Heteroatoms co-doped carbon from biowaste for capacitive energy storage: Dependence of physicochemical properties and electrochemical performances on precursor grain sizes

Biomass wastes are widely used as precursors for synthesizing heteroatoms doped carbons for capacitive energy storage. Based on one step of carbonization and chemical etching strategy, the effect of precursor grain sizes on physicochemical properties and electrochemical performances of resulting carbons is not paid enough attention. A biowaste of macadamia nutshell with different grain sizes is employed for the synthesis of heteroatom-doped porous carbons by chemical etching in the present study.
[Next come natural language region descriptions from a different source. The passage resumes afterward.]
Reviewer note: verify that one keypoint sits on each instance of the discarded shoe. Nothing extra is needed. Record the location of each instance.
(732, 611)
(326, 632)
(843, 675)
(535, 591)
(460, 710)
Benefiting from more pore-forming agents loaded on the precursor with smaller grain sizes, the specific surface area and specific capacitance of carbons are significantly controlled by the grain size. As the nutshell decreased from 200 to 75 μm and was treated at 700 °C, the specific surface area enlarged from 717 to 1989 m2 g−1, while the total content of heteroatoms including oxygen, nitrogen, sulfur, and phosphorus decreased from 12.4 to 9.8 at.%. In a three-electrode system, the specific capacitance of the corresponding carbon increased from 231 to 291 F g−1 at 1 A g−1. The assembled analog supercapacitor achieves a maximum specific energy of 7.8 Wh kg−1 at the specific power of 239 W kg−1 in an aqueous electrolyte. Results demonstrate smaller precursor grain sizes lead to a higher specific surface area of carbons via one step of carbonization and chemical etching, thus achieving a stronger capacitance storage capacity of supercapacitors.